2 tablespoons olive oil
1/2 pound red or small Yukon Gold potatoes, scrubbed and cut into 1/2-inch cubes
1 small yellow or Vidalia onion, minced
2 1/2-3 cups chicken broth
2 large celery stalks, minced
1/4 cup flour
2 cloves garlic, minced
2 cups shredded rotisserie chicken
1 sheet puff pastry, thawed in the refrigerator
1 large carrot, peeled and sliced into 1/4 inch-thick coins
1 large egg
1/2 pound green beans, trimmed and sliced into 1 1/2-inch lengths
Preheat the oven to 400.
Heat the olive oil in an oven-safe, heavy-bottomed 12-inch skillet over medium heat until shimmering. Add the onion, celery, and garlic, and sprinkle with a pinch of kosher salt. Cook for about 5 minutes, until the vegetables are softened but not browning
Stir in the carrots, green beans and potatoes, then add the chicken broth. You may not need all 3 cups of broth; only add as much as you need to barely cover the vegetables
Bring to a simmer and cook for about 10 minutes until the broth is slightly reduced and absorbed, then taste for seasoning and add salt as needed.

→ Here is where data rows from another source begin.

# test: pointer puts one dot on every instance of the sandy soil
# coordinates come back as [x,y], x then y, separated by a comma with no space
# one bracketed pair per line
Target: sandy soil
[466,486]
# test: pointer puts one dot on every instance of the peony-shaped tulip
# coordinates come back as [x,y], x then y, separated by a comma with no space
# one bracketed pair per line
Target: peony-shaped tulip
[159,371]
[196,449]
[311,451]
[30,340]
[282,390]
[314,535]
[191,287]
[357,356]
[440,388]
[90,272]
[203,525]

Sprinkle the flour evenly over the vegetables and stir into the mixture. Add the chicken and bring the liquid back to a simmer.
Unfold the sheet of puff pastry and gently use a rolling pin if needed to stretch it to the width of the skillet.
Whisk the egg with 1 tablespoon water to make an egg wash.
Remove the skillet from the heat and place the puff pastry over the vegetables and sauce, tucking the edges of the pastry into the skillet to completely cover the filling. Brush the pastry with the egg wash.
Bake for 15 minutes, until the pastry is puffed and golden. Let the pot pie rest for 10 minutes before serving.